Much of the opposition criticism of the Budget has centred around housing measures including the time it will take to bring in the ZLT and a lack of specific supports for renters.
Minister for Finance Paschal Donohoe announced plans for a ZLT that is to apply to land that is zoned and serviced for residential development but has not been developed for housing.
He said an appropriate lead-in time will be needed for the tax that is to start at 3 per cent of the market value.
Mr Donohoe outlined the lead-in time as two years for land zoned before January 2022 and a three years for land zoned after January 2022.

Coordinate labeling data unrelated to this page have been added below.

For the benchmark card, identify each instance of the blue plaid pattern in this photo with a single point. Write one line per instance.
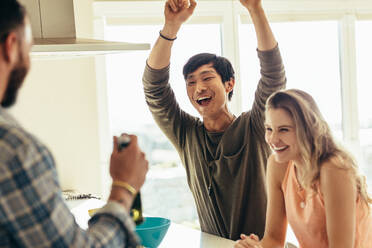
(32, 210)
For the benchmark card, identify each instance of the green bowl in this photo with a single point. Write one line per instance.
(152, 231)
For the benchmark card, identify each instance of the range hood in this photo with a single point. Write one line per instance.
(58, 27)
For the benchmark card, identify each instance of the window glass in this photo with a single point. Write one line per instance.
(165, 192)
(363, 56)
(311, 59)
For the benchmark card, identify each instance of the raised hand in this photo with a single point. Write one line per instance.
(178, 11)
(251, 4)
(251, 241)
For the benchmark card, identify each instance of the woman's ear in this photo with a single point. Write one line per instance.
(229, 85)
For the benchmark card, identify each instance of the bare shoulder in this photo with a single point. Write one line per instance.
(336, 175)
(275, 170)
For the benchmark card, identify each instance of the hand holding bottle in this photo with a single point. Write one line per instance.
(129, 165)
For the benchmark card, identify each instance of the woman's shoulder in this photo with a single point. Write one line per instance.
(336, 174)
(277, 170)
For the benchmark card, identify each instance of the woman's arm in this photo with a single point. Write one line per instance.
(276, 220)
(338, 187)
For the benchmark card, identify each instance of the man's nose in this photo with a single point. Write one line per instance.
(200, 86)
(274, 138)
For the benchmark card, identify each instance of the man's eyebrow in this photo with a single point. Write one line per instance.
(190, 76)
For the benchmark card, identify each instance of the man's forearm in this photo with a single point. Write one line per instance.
(265, 37)
(161, 52)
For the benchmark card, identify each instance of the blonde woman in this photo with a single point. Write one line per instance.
(313, 183)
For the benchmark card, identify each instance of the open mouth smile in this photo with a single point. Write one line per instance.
(204, 100)
(279, 149)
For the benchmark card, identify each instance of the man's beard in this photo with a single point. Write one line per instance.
(15, 81)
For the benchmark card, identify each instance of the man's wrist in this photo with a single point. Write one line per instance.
(170, 30)
(122, 196)
(256, 9)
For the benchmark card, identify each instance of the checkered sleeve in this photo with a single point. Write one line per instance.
(32, 210)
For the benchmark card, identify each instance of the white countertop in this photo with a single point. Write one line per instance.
(177, 236)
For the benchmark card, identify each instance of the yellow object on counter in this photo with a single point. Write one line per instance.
(92, 211)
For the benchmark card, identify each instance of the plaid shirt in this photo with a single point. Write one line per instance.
(32, 210)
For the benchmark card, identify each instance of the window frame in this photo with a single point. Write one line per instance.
(230, 12)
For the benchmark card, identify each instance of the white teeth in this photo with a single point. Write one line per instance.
(203, 98)
(279, 148)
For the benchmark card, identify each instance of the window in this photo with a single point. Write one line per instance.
(165, 192)
(363, 56)
(311, 60)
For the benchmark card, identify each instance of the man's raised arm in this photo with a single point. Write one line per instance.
(176, 12)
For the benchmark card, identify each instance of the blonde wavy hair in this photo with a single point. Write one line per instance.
(315, 140)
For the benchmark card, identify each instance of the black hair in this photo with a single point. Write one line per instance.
(12, 16)
(220, 64)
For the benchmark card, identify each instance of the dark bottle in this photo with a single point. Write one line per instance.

Both the fact that the rate is less than the existing vacant site levy of 7 per cent and the two to three year lead-in time have been criticised.
Mr Varadkar defended the plans, however, saying it is a “big change” but that the new tax that will require legislation.
He added it will require maps to be prepared, notice for land owners and time for the Revenue to put a system in place.
“But the message is very clear to anyone who has zoned land, who is hoarding it whether it’s an individual land owner or company - we’re coming to tax you and you need to start developing that land,” said Mr Varadkar.
“You need to apply for planning permission if you haven’t. If you have applied for planning permission you need to start building on it. And that’s the way you’ll avoid this tax because if you don’t do that you will face a tax.”
Mr Varadkar also said “it’s not a once off tax. It’s a tax every year and that is going to erode your profit margins.
“The money you thought you were going to make out of that land, you’re going to make much less if you don’t start developing it right away.”
He said the 3 per cent rate can be increased.
On criticism of Budget support for renters Mr Varadkar said: “People are affected by the housing crisis in different ways.
“Some people are struggling to rent. Other people are struggling to pay their mortgage and some people are struggling to raise a deposit.
“What we’ve done in this Budget is we’ve extended the Help-to-Buy scheme.”
He said this helps people who are struggling to build up a mortgage deposit and that “many of them are renters”.
Mr Varadkar added: “We’ve also reduced income tax for all workers and that will help people who are struggling to pay their rent and people who are struggling to pay their mortgage.”
He hit out at Sinn Féin's alternative budget and argued their proposal to abolish Help-to-Buy would "hurt people who are trying to raise a deposit including renters".
He claimed the rival party’s tax relief proposals are “only for renters and that would be no good to people who are struggling to pay their mortgage”.